We are currently out of pint baskets in the barn. Please remember to reuse your baskets, and, if you’ve developed a stockpile, please bring them back to the barn so that some are available for members who’ve forgotten theirs.

CONSTRUCTION ZONE FOR SOLAR ARRAY

For the next 6 weeks or so, the area in front of our barn will be a construction zone — for the best possible reason: A giant solar array!

Please pardon the inconvenience and make sure your little ones are extra careful around the construction site.

NOTES & REMINDERS

  • Venture forth: Don’t be trapped by the first strawberry sirens you hear calling to you as you approach the rows — have inner fortitude and journey to the far reaches of the strawberry patch where you will be rewarded with bountiful treasure.

  • Confused? Ask us! If you’re ever confused about anything in the garden, don’t hesitate to ask us in person or via email. We love helping you use the garden!

  • How do I find the herbs? All herbs that are ready to pick are marked with a colored stake with the name of the herb on it.

FARMER’S LOG

ECHOES

In the field, time is an echo. Each season, and everything that comes with it, returns as if from a long distance — the long distance of a year. A corn plant itself is an echo. Its whole life, from seed to harvest, the echo of the untold thousands of lives of corn plants from years long past.

For the farmer, these echoes are full of memory. All it takes is a smell, the angle of the sun, a certain task, and there you are again, surrounded by memories of who you were with, of who you were, of what has changed, and what has not.

Last August 7th, we were rich in vegetables. Our bumper onion crop was swelling handsomely. This year is different. The drought has left our fields empty of food plants. Our hearts long to be harvesting food for you again.

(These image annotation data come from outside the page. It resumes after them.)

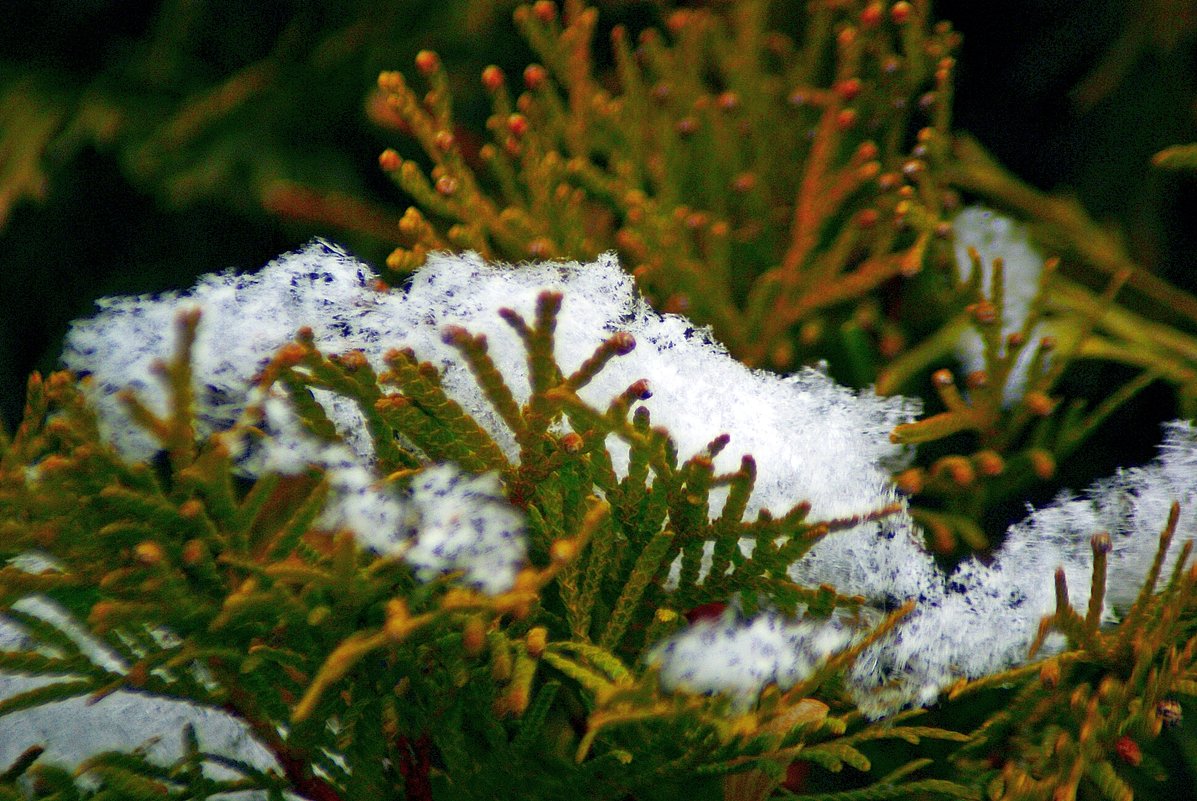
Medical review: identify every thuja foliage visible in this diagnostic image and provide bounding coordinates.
[378,1,1197,553]
[0,1,1197,801]
[0,293,973,799]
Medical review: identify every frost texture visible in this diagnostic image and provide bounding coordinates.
[952,206,1047,405]
[665,421,1197,717]
[403,466,527,595]
[0,599,277,775]
[51,240,1197,717]
[63,242,917,518]
[648,605,855,709]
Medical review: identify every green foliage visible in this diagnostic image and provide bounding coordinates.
[7,0,1197,801]
[0,293,966,799]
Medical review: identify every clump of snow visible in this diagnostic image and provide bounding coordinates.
[952,206,1049,405]
[646,605,857,709]
[0,597,277,778]
[403,466,527,595]
[63,242,917,518]
[51,240,1197,717]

But even in this silent year, the August light is full of echoes. We can hear them in the early morning light, shimmering out over the dry grass, and they make us smile.

And sometimes, when we are still, the echoes seem to continue on forward, strangely, and it is as if we can hear the echoes of August harvests yet to come…

Harvest share from the first week of August 2020

Harvest share from the first week of August 2020

AUGUST EMPTINESS — 8/1/2020

This time of year it is hard to find time to write one’s thoughts down… the rhythm of the steady, bulky harvests drowns them out with an ever increasing tempo. The sun blares down. It’s hard to think about anything but the farm. To sneak in planting and seeding and other tasks in the margins, your only thoughts are farm thoughts, your only feelings are farm feelings. You must remain disciplined, focused… you can’t miss a beat.

This week we turned the farm another turn towards Fall. Kayta seeded our 5,600 ft of Fall carrots. We cultivated our Fall Brussels sprouts and planted Romanesco for our Fall selves. We trellised tomatoes and planted our last cucumber succession.

Our internal lives — our emotions, dreams, and whimsies — feel far away at this time or year; shoved aside by harvest and urgent needs in the field. But at the same time we never feel more full.

There is a strange fullness in being so busy as to be empty.

Then, the swelling corn stalks can lift you up to the eaves. The heat is your sorrow. The flowering potatoes are your whimsical thoughts. And the simple things — a good sip of coffee, a crew mate’s joke, a good harvest — can fill you to the brim.